Eventually, she falls back asleep. He gets up, goes to the bathroom, hums until the piss comes out. He looks in the mirror. He feels sexy. He looks himself in the mirror and he feels absolutely beautiful, totally on. His eyes are like two swords, flashing and blue.

Is this what it’s like with her? He wonders. I feel sexy, but also stupid. Sexy because it’s always raw with her and stupid because I have to pretend like I know what’s gong on. It’s never what it seems with her and I don’t know why that makes me feels stupid but God how I wish I could make love to her one of these days for eight hours straight. Maybe that’ll give us a big enough window to return to where we began, or at least enough time to figure out what the hell we’re doing and I suppose also get it done till its over with.

He dresses, goes up stairs to her room to get his coat. On the wall are five drawings and they’re all of naked women, sort of like Tarot cards. One is drawn by him, it’s taped to the wall beneath the other’s. Its title is Canopy and it shows Mary staring at you with her eyes wide and her mouth open and her breasts exposed. Between the breasts is a yoni, a vulva made of ripples. It’s sprouting from a phallus that extends from the body below her, which she is straddling. Between the penis and the vulva is a curved horizon, stretching out across her torso. Along the horizon, from the foreground into the distance, is a row of dancing figures. It’s a very fluid drawing and he made it one night while she was sleeping.
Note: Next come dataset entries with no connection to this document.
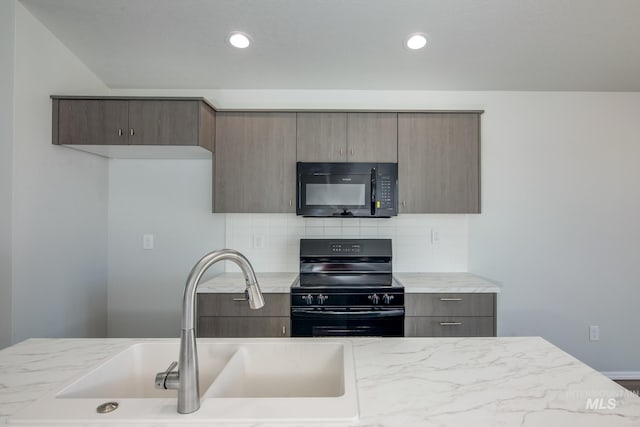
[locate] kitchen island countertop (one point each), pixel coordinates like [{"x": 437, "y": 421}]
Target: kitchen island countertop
[
  {"x": 413, "y": 283},
  {"x": 523, "y": 381}
]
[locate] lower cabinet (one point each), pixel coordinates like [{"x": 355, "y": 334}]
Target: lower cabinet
[
  {"x": 450, "y": 315},
  {"x": 229, "y": 327},
  {"x": 228, "y": 315}
]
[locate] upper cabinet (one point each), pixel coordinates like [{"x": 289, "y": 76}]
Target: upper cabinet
[
  {"x": 255, "y": 162},
  {"x": 100, "y": 125},
  {"x": 372, "y": 137},
  {"x": 347, "y": 137},
  {"x": 321, "y": 137},
  {"x": 439, "y": 162}
]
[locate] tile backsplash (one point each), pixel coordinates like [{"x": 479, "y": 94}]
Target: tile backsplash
[{"x": 435, "y": 243}]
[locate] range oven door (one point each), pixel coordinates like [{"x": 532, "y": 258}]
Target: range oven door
[{"x": 335, "y": 321}]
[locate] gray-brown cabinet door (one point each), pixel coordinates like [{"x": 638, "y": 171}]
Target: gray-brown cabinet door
[
  {"x": 439, "y": 162},
  {"x": 255, "y": 162},
  {"x": 321, "y": 137},
  {"x": 243, "y": 327},
  {"x": 163, "y": 122},
  {"x": 372, "y": 137},
  {"x": 449, "y": 327},
  {"x": 92, "y": 122}
]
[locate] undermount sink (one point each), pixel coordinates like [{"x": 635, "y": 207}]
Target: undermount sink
[
  {"x": 268, "y": 380},
  {"x": 293, "y": 369},
  {"x": 127, "y": 374}
]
He notices that with it placed where it is, on the bottom of the others, it makes the penis out to be the foundation of the whole pantheon.

He says the word pantheon aloud and walks back downstairs.

“I fell asleep,” she confesses, stretching.

“I know,” he crouches down next to her. “Are we still on for this evening?”

“Five thirty at the Raindrop?” The way she pock’s the “p” in Raindrop is cute. He suppresses the urge to put a hand on her, to touch her face, forehead, hairline. Her breast. Warm. He looks away from her and thinks about where he’s likely to be in seven hours.

“Can’t we meet up somewhere else?”

They make plans for six at a café in his part of town.

“Or,” she says, “we could go out to coffee right now.”

“Sure.”

“Give me ten minutes.”

While she’s in the shower, he writes a note that reads “Happy Valentine’s Day. Let’s meet up tonight, like we planned. (Rndrp NE) Yours, Patience.” And then he leaves. Two blocks away he realizes he forgot his watch, but doesn’t go back. He needs this day, has a notion that somewhere in these hours he’ll be able to find the place to put all that’s still inside him. Swirling in him.

When he gets to the Raindrop Café down the street from her house, he walks in, orders eggs, toast, hash. He tells the waitress to hold the coffee until halfway through his meal. The voices of the other customers are loud and make him feel on edge. He reaches into his book bag, pulls out his journal, begins taking notes.